Sometimes when you execute a very simple query in Hive you can get “The operation timed out. Do you want to retry?” error in Hue or “Error: java.io.IOException: Time limit exceeded for local fetch task with SimpleFetchOptimization” error in Qubole.
TL;DR: Set this before your query to resolve this:
set hive.fetch.task.conversion = none;
Consider the following query that times out in my case:
SELECT * FROM clicks WHERE event_dt >= '2018-09-17' AND event_name = 'WEB_EVENT' AND application = 'CLOUD_APP' AND env = 'PRD' AND id = 5 LIMIT 100;
Instead of executing a MapReduce or Tez job Hive just decides that it can read the data directly from the storage, it takes too long time so a time out happens.

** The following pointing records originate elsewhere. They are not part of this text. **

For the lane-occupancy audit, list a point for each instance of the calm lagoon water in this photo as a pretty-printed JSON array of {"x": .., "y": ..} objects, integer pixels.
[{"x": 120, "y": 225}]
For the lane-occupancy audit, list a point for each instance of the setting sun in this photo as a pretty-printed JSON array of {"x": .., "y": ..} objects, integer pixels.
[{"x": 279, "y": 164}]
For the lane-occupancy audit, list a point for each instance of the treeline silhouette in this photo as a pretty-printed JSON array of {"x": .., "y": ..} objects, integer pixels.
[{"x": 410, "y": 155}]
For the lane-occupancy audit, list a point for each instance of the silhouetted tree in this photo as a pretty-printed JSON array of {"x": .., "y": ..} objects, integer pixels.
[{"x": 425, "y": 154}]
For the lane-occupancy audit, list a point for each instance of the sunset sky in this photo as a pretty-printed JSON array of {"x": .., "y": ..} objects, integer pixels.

In my case the problem happens for a partitioned table and each partition has statistics.
Note that clicks
table has hourly partitions while the query fetches daily data:
describe formatted clicks partition (event_dt='2018-09-17', event_hour='09'); ... Partition Parameters: EXTERNAL TRUE numFiles 3 serialization.format 1 totalSize 206273994
At the same time, there is no statistics at the table level:
describe formatted clicks; ... Table Type: EXTERNAL_TABLE Table Parameters: EXTERNAL TRUE transient_lastDdlTime 1531380118
I run Hive 2.1 from Amazon EMR and Qubole and settings are:
set hive.fetch.task.conversion=more; set hive.fetch.task.conversion.threshold=1073741824;
Although partitions size is much lager than 1GB specified by hive.fetch.task.conversion.threshold
Hive cannot correctly estimate the size of the table and still reads it directly.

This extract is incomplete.